By Deena BustilloPLAY Columnist
I have it in my head that really good breakfast is reserved for little kids and senior citizens. I assume it’s because the only time in my life I really ate a notable breakfast on a regular basis was when my mom made Mickey Mouse pancakes before leaving me at that fun place called kindergarten where you learn invaluable skills, like coloring inside the lines.
But before you know it, you hit that awkward prepubescent stage where it is no longer acceptable to have mommy make breakfast, so you’re stuck with bland Cornflakes and granola bars – burnt toast if you’re lucky. Then, further up the independence ladder, you really have no one to make you French toast (especially that useless boyfriend), and are in far too much of a hurry to even contemplate making it for yourself. Thus, from age 10 until you get your life back – when your first grandkid pops out – is one giant breakfast hiatus.

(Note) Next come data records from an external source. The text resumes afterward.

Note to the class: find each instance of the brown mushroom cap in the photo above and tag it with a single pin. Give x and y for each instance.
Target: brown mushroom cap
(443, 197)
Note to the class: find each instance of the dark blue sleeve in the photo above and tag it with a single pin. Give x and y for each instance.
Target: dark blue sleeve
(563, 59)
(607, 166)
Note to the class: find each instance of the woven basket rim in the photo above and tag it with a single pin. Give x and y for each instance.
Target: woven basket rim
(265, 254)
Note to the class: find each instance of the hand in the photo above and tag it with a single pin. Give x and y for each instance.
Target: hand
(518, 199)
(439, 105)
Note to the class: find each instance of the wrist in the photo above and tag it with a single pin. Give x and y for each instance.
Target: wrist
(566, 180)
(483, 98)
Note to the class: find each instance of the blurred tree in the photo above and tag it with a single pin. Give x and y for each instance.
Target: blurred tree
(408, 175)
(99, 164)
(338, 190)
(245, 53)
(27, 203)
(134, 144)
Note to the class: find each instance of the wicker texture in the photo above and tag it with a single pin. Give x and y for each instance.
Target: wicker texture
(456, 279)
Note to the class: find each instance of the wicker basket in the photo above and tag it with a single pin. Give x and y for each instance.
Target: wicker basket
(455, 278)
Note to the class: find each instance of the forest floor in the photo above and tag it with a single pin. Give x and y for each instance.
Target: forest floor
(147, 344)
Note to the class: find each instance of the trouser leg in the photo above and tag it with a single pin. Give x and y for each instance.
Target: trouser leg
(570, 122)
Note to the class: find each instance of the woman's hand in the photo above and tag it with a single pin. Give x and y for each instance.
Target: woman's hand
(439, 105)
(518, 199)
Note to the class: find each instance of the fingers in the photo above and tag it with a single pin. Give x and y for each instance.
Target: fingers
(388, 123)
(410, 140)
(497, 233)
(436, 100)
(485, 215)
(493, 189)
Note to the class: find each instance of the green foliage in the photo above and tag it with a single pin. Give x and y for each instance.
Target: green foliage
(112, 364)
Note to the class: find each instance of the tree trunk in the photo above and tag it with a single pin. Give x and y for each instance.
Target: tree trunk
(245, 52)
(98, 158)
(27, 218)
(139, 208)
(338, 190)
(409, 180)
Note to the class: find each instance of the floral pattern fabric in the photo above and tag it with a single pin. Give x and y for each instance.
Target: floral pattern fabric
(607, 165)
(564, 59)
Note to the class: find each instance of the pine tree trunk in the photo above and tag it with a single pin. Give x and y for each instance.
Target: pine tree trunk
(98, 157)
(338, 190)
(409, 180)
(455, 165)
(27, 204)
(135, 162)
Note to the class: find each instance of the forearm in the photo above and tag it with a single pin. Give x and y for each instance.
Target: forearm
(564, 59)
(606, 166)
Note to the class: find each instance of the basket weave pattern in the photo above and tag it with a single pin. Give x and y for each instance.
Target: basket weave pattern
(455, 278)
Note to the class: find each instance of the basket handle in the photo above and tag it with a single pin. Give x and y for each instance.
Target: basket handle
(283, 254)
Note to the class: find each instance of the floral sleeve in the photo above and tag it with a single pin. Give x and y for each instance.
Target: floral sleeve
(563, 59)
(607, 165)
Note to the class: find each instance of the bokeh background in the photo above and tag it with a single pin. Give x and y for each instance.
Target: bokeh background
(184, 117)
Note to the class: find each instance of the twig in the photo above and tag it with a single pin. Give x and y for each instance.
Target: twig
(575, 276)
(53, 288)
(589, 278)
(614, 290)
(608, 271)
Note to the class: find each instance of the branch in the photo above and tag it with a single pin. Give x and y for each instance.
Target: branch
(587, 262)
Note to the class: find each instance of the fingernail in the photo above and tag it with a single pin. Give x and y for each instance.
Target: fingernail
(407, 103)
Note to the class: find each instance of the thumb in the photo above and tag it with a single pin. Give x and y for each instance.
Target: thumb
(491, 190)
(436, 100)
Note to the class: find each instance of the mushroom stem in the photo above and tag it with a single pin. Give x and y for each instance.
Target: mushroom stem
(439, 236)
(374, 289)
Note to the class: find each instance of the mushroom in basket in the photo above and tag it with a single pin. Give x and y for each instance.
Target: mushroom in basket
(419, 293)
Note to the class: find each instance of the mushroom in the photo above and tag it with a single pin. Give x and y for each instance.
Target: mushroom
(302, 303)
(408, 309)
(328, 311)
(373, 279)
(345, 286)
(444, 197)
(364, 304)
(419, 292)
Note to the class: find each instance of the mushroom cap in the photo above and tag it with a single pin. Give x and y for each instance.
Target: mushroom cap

But my longing for the more complex breakfast years was overcome by the glorious thought of breakfast for dinner. This makes total sense for college co-eds too lazy or stressed or inept to whip up a fancy blueberry pancake or Belgian waffle before a grueling school day. And it just so happens that Chicago is filled with places for late-night breakfast binges. Bring on the bacon!
Since the time our parents were the little tykes (1960), Walker Brothers has been serving buttery breakfast staples in Wilmette. Today there are six cozy locations around Chicago that cook goodies including their signature apple pancake – a huge knotted-looking pancake filled with, gasp, apples. But, is enveloped in a sugary, cinnamon glaze that requires a hearty appetite and possibly comes with its own set of heart problems. Aside from Surgeon General warning-worthy cuisine, the restaurant is open every day until 10 p.m. so we can have a taste of breakfast heaven without piling on years – classes provide enough grey hair, thank you very much.
If you want to bypass the Walker Bros. wait, head into Chicago for walk-up window waffles. Baladoche, a Lakeview newbie, sells Zucker (not to be mistaken with Belgian) waffles until midnight weekdays, and 1 a.m. weekends for an on-the-go snack. They are made from brioche-like dough with little pearls of sugar that burst while baking in a 400-degree waffle iron. The caramelized sugar creates sweetness without having to load up on syrup.
With these, take back breakfast now – I might still have baby fat in my cheeks, but I’ve far outgrown pigtails, and it’s hopefully a long road to grandparenthood.